Friday, July 29, 2011

Falsehoods Programmers Believe About Names | Kalzumeus Software

Falsehoods Programmers Believe About Names

Posted on June 17, 2010 by in Uncategorized

John Graham-Cumming wrote an article today complaining about how a computer system he was working with described his last name as having invalid characters.  It of course does not, because anything someone tells you is their name is — by definition — an appropriate identifier for them.  John was understandably vexed about this situation, and he has every right to be, because names are central to our identities, virtually by definition.

I have lived in Japan for several years, programming in a professional capacity, and I have broken many systems by the simple expedient of being introduced into them.  (Most people call me Patrick McKenzie, but I’ll acknowledge as correct any of six different “full” names, any many systems I deal with will accept precisely none of them.) Similarly, I’ve worked with Big Freaking Enterprises which, by dint of doing business globally, have theoretically designed their systems to allow all names to work in them.  I have never seen a computer system which handles names properly and doubt one exists, anywhere.

So, as a public service, I’m going to list assumptions your systems probably make about names.  All of these assumptions are wrong.  Try to make less of them next time you write a system which touches names.

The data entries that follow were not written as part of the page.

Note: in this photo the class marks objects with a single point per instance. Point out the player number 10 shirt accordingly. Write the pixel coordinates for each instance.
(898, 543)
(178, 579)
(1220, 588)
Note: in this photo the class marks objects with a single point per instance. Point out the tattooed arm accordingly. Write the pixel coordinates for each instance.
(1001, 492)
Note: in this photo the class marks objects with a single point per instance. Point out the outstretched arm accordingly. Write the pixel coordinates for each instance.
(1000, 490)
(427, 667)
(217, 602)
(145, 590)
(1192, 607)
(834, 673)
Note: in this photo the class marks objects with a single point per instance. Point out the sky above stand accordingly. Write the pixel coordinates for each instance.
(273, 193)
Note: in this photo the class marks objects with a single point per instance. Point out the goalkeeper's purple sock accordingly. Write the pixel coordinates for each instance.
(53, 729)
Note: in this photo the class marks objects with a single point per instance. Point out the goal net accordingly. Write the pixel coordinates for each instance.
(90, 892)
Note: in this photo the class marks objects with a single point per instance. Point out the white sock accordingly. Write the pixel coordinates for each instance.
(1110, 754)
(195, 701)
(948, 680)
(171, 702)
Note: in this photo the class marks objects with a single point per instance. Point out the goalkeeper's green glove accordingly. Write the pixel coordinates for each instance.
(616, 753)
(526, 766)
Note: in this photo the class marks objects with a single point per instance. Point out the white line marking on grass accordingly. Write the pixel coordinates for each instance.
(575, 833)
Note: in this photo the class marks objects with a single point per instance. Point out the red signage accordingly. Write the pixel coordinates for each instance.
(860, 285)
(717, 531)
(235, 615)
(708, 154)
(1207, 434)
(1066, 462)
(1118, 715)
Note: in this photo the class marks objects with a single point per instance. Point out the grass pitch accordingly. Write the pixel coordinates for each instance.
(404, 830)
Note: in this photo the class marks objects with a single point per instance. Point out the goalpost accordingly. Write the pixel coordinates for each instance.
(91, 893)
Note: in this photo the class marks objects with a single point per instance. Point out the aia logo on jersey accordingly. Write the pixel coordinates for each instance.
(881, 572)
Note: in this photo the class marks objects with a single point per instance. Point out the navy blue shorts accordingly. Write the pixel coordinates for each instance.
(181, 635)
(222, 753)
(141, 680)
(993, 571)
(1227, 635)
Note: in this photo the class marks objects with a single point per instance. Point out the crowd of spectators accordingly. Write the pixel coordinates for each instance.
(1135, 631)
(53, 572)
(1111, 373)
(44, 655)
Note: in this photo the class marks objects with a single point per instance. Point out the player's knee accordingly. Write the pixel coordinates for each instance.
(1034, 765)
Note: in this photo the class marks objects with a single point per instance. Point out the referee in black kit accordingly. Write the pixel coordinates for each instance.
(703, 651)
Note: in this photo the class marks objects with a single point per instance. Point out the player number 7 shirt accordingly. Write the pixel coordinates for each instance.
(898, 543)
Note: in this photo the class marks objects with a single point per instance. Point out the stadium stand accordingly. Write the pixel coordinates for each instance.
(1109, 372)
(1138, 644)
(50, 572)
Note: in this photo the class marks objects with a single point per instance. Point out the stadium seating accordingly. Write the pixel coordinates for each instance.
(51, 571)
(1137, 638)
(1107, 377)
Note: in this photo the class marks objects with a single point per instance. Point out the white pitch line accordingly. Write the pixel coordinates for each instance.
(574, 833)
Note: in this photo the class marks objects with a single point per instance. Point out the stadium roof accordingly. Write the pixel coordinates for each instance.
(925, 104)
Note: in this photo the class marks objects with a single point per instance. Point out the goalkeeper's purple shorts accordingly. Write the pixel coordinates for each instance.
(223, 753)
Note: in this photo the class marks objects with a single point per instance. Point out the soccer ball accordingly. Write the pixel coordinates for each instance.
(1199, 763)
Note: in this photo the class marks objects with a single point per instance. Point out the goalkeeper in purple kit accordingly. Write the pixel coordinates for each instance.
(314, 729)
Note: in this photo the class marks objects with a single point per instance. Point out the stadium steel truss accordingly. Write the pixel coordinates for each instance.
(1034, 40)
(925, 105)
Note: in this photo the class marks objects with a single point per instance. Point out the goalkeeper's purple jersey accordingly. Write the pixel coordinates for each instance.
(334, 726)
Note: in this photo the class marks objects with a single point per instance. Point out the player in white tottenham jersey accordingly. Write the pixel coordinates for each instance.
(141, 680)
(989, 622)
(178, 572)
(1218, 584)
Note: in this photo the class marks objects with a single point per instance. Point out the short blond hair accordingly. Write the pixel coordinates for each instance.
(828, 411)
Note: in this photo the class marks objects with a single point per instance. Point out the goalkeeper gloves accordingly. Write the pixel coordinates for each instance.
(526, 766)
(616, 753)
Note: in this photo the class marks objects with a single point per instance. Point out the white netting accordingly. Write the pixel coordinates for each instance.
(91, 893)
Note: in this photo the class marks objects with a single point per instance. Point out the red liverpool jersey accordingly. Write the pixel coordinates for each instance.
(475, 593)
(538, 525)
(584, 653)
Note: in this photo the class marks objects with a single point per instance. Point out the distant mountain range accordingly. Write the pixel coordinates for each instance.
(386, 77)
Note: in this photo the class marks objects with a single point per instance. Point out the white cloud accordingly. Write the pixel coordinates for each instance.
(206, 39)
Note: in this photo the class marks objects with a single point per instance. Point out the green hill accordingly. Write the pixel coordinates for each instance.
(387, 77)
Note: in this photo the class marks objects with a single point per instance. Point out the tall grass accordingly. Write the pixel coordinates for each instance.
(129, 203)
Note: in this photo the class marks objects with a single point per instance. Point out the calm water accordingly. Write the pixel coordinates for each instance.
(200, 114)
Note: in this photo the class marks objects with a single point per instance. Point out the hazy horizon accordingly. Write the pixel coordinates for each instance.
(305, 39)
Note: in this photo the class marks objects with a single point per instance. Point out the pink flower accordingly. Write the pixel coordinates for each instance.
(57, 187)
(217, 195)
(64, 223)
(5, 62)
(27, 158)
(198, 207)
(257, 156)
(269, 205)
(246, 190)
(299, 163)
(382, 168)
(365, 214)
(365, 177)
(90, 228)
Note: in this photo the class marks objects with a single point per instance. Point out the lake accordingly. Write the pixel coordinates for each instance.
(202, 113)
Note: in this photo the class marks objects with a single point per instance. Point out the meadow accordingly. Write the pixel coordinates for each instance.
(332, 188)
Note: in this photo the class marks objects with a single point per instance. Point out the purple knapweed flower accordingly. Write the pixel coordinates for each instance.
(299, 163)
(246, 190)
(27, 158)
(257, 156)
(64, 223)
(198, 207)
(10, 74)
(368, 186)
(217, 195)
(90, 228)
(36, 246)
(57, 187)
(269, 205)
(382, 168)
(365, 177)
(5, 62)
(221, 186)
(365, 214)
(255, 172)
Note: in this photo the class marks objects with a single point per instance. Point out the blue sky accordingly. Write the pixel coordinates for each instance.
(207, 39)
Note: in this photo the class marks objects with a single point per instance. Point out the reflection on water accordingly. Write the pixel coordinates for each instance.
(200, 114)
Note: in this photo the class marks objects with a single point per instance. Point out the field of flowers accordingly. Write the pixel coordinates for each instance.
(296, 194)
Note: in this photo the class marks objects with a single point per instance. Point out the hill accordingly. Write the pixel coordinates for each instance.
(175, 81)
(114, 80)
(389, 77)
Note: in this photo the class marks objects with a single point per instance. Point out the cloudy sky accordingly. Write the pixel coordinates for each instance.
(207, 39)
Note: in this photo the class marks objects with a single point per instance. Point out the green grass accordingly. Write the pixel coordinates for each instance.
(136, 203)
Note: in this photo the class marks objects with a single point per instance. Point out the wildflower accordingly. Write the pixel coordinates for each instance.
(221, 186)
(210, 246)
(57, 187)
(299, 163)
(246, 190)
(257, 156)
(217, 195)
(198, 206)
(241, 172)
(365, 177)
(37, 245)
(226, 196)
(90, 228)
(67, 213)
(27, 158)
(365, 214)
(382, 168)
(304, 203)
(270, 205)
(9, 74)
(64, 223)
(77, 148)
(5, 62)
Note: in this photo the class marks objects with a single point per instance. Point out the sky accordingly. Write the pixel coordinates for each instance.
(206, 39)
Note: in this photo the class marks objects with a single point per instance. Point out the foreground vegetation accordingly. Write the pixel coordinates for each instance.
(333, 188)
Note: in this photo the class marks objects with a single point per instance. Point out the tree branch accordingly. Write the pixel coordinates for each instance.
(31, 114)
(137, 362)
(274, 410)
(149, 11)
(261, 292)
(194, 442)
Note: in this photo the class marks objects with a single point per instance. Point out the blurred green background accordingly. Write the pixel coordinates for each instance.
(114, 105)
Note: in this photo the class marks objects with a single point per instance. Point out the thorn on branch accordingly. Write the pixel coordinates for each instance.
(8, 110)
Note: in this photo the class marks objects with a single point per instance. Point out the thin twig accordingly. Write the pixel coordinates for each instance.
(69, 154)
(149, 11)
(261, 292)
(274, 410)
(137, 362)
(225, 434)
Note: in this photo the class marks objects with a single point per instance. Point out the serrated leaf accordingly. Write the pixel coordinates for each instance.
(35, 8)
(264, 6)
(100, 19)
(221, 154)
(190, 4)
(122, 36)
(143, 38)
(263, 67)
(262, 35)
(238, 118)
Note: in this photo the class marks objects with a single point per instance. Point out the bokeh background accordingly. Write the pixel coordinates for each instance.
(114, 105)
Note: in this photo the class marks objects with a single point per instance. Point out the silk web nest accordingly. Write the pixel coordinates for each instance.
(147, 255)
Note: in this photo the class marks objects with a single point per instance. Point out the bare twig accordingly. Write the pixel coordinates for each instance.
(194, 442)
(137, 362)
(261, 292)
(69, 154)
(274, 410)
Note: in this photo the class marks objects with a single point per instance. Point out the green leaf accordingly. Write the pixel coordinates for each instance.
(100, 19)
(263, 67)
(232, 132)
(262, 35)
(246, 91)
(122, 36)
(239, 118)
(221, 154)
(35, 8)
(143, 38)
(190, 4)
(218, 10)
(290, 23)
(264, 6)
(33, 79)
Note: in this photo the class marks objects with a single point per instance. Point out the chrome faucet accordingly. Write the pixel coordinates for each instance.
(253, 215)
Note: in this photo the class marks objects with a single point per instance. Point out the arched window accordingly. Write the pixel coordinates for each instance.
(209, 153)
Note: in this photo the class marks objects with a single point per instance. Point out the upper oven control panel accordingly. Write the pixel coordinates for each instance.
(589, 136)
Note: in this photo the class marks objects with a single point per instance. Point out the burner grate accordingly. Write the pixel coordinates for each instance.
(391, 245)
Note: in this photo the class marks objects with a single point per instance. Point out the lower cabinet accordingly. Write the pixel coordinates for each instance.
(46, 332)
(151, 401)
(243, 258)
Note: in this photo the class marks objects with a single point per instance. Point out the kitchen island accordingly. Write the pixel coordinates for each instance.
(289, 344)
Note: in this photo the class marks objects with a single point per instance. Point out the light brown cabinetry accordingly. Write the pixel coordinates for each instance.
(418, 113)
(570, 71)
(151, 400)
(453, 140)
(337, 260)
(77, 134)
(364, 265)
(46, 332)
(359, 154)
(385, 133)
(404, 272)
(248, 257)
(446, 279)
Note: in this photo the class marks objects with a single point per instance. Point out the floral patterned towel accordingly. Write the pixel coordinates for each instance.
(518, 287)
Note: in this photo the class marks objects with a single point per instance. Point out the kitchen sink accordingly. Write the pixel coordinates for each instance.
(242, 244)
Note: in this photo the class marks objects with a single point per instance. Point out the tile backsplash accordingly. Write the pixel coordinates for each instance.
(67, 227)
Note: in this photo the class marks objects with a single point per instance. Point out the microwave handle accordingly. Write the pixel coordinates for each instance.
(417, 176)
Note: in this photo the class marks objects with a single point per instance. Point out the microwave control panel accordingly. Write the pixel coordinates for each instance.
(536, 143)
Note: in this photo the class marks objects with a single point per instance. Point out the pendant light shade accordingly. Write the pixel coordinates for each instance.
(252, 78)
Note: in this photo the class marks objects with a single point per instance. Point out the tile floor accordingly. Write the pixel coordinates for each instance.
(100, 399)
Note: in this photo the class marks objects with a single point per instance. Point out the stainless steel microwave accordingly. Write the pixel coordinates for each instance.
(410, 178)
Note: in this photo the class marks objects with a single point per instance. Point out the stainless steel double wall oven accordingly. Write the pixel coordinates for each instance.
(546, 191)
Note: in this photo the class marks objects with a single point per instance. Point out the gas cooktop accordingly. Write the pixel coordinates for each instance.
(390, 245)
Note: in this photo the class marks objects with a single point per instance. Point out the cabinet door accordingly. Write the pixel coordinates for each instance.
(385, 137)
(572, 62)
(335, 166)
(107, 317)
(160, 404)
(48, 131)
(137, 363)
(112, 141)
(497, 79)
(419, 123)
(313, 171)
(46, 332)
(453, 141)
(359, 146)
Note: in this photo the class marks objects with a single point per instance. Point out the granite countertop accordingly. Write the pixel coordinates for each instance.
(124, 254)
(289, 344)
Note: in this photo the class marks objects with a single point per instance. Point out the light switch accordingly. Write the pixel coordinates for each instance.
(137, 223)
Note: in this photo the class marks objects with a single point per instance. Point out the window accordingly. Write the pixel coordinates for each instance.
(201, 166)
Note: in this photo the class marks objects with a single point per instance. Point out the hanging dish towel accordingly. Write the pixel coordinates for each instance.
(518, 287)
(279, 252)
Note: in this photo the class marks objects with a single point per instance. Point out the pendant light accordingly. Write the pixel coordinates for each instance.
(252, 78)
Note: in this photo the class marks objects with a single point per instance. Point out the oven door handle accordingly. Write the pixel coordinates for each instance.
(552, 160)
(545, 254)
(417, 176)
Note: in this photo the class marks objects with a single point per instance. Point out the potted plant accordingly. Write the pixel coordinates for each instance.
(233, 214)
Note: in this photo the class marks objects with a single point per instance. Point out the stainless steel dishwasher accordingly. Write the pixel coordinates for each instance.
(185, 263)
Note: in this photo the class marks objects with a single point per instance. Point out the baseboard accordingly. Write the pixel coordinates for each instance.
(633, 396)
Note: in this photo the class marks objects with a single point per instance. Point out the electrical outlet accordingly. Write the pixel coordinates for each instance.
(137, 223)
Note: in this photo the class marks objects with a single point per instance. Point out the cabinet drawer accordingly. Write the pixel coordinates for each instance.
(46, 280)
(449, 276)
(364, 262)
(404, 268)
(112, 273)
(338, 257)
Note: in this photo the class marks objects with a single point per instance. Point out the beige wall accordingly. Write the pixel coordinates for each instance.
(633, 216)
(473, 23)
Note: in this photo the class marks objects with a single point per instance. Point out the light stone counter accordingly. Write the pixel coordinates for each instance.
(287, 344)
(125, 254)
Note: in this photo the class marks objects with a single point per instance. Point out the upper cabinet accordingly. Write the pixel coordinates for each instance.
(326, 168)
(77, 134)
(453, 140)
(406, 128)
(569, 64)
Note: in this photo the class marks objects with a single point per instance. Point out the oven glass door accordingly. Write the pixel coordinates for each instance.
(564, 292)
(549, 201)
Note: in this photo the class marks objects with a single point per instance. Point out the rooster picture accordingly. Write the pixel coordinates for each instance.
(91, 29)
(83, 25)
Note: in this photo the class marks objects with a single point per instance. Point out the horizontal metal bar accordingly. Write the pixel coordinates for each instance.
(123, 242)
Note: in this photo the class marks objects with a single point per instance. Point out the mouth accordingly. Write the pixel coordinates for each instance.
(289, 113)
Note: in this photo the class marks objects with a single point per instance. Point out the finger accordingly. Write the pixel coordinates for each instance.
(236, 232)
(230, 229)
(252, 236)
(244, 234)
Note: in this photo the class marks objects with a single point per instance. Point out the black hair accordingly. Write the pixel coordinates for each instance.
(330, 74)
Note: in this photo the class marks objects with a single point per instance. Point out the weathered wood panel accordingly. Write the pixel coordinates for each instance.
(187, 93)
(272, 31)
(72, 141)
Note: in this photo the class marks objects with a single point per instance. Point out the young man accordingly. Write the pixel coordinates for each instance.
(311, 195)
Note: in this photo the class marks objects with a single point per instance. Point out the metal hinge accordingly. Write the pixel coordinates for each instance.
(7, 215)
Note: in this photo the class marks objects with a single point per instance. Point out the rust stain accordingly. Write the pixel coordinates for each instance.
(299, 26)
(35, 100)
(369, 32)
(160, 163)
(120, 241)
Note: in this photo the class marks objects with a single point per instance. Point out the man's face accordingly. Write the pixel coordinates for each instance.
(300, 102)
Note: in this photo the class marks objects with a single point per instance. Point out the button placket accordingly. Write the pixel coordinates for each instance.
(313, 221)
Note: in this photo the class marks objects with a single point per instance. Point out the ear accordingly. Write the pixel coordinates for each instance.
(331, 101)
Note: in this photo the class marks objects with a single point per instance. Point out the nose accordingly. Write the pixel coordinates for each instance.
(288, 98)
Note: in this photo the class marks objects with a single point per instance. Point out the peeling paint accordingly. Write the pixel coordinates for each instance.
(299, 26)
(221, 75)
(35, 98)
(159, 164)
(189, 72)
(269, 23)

  1. People have exactly one canonical full name.
  2. People have exactly one full name which they go by.
  3. People have, at this point in time, exactly one canonical full name.
  4. People have, at this point in time, one full name which they go by.
  5. People have exactly N names, for any value of N.
  6. People’s names fit within a certain defined amount of space.
  7. People’s names do not change.
  8. People’s names change, but only at a certain enumerated set of events.
  9. People’s names are written in ASCII.
  10. People’s names are written in any single character set.
  11. People’s names are all mapped in Unicode code points.
  12. People’s names are case sensitive.
  13. People’s names are case insensitive.
  14. People’s names sometimes have prefixes or suffixes, but you can safely ignore those.
  15. People’s names do not contain numbers.
  16. People’s names are not written in ALL CAPS.
  17. People’s names are not written in all lower case letters.
  18. People’s names have an order to them.  Picking any ordering scheme will automatically result in consistent ordering among all systems, as long as both use the same ordering scheme for the same name.
  19. People’s first names and last names are, by necessity, different.
  20. People have last names, family names, or anything else which is shared by folks recognized as their relatives.
  21. People’s names are globally unique.
  22. People’s names are almost globally unique.
  23. Alright alright but surely people’s names are diverse enough such that no million people share the same name.
  24. My system will never have to deal with names from China.
  25. Or Japan.
  26. Or Korea.
  27. Or Ireland, the United Kingdom, the United States, Spain, Mexico, Brazil, Peru, Russia, Sweden, Botswana, South Africa, Trinidad, Haiti, France, or the Klingon Empire, all of which have “weird” naming schemes in common use.
  28. That Klingon Empire thing was a joke, right?
  29. Confound your cultural relativism!  People in my society, at least, agree on one commonly accepted standard for names.
  30. There exists an algorithm which transforms names and can be reversed losslessly.  (Yes, yes, you can do it if your algorithm returns the input.  You get a gold star.)
  31. I can safely assume that this dictionary of bad words contains no people’s names in it.
  32. People’s names are assigned at birth.
  33. OK, maybe not at birth, but at least pretty close to birth.
  34. Alright, alright, within a year or so of birth.
  35. Five years?
  36. You’re kidding me, right?
  37. Two different systems containing data about the same person will use the same name for that person.
  38. Two different data entry operators, given a person’s name, will by necessity enter bitwise equivalent strings on any single system, if the system is well-designed.
  39. People whose names break my system are weird outliers.  They should have had solid, acceptable names, like 田中太郎.
  40. People have names.

This list is by no means exhaustive.  If you need examples of real names which disprove any of the above commonly held misconceptions, I will happily introduce you to several.  Feel free to add other misconceptions in the comments, and refer people to this post the next time they suggest a genius idea like a database table with a first_name and last_name column.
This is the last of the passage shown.